A lower court, Muhoza Primary Court, had earlier denied them bail before the Musanze Intermediate Court overturned the ruling and allowed them to stand trial while out of prison.
Now, the four argue that the three law-enforcement agencies violated the law by ignoring the court’s order granting them bail pending substantive trial and went on to re-arrest and detain them, at Muhoza Police Station.
But RIB says the four men were re-arrested over bribery. They reportedly sent money through an emissary to the family of the two victim siblings in a suspected attempt to bribe them into abandoning the case.
RIB and NPPA say the four men were plotting to flee from justice.
François Nkikabahizi, a Musanze-based prosecutor who represented the three accused institutions in court on Thursday evening, insisted that the four men were re-arrested over a new case, and not the original charges.
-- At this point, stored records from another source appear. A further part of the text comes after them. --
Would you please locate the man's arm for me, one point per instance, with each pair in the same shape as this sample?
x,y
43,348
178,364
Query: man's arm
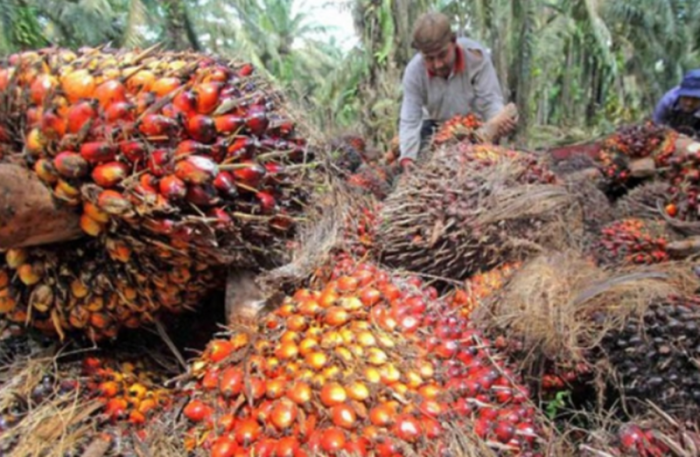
x,y
663,108
489,97
411,114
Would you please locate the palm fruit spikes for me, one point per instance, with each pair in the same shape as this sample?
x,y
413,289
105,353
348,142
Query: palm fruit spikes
x,y
481,287
459,128
190,149
653,357
364,363
639,141
633,242
448,218
86,288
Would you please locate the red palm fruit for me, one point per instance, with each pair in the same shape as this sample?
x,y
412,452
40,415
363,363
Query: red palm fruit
x,y
256,120
159,162
241,148
143,101
202,195
133,151
78,84
206,96
110,174
228,123
46,171
267,202
197,411
196,169
231,381
189,147
41,86
109,92
140,82
225,185
164,86
120,111
157,124
98,151
186,102
201,128
249,173
71,165
112,202
79,114
33,120
53,125
246,70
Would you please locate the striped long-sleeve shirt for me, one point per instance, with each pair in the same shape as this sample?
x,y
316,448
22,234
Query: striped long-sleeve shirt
x,y
472,87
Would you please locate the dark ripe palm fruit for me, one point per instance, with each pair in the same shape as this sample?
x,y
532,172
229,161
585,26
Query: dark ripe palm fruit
x,y
652,355
348,365
449,218
633,242
108,117
635,142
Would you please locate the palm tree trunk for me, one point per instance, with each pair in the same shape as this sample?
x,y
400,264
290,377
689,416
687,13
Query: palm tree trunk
x,y
179,33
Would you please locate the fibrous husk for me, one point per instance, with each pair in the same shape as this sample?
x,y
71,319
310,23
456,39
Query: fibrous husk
x,y
560,305
471,208
643,202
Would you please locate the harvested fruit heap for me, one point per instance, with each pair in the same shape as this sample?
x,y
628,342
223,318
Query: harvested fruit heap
x,y
636,142
632,242
458,129
365,363
109,398
655,354
470,207
193,150
98,289
480,287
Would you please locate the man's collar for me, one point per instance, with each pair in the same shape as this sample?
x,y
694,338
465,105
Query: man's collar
x,y
459,66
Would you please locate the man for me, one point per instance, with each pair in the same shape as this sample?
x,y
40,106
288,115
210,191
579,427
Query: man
x,y
680,107
447,77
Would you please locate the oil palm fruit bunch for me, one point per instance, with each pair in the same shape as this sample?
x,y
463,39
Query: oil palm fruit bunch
x,y
633,242
481,287
98,289
192,149
459,128
635,142
460,212
362,363
646,201
130,389
654,355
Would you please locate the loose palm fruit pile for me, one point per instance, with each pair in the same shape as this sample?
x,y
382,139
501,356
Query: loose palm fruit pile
x,y
632,242
643,440
130,389
191,149
366,364
683,196
636,142
645,202
655,356
480,287
98,289
459,128
456,214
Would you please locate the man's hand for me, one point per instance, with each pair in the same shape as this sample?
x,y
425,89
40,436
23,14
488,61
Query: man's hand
x,y
407,165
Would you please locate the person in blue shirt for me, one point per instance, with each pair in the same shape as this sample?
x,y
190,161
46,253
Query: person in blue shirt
x,y
679,108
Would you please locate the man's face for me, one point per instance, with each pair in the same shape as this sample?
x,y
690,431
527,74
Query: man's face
x,y
440,61
689,104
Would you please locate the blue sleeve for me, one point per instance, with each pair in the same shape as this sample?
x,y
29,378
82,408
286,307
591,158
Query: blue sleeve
x,y
664,107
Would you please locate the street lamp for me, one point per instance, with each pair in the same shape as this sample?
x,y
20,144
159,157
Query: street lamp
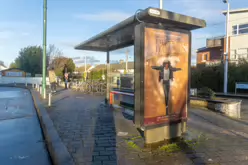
x,y
227,48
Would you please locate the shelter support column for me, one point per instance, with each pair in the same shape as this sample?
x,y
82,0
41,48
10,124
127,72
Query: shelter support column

RIB, NPPA and Police, he said, were forced to act to stop the now-plaintiffs from fleeing from justice in relation to their initial criminal case.
However, their lawyer, Emmanuel Habiyakare, objected saying his clients had been re-arrested illegally and should be set free in line with the bail ruling delivered by the same court in the original assault case. He claimed that, on arresting them from the prison facility which they were about to vacate, RIB officers avoided the main road and drove them to the police station through a secondary road.
Habiyakare wondered how the arrest warrant was signed by one of the judges who was part of the bench that had earlier granted bail to his clients.
"We decided to file this lawsuit because their arrest violates article 151 of the constitution, which stipulates that only a superior court can overturn a court’s ruling,” he told court.
Court is set to deliver the ruling on the case on Tuesday.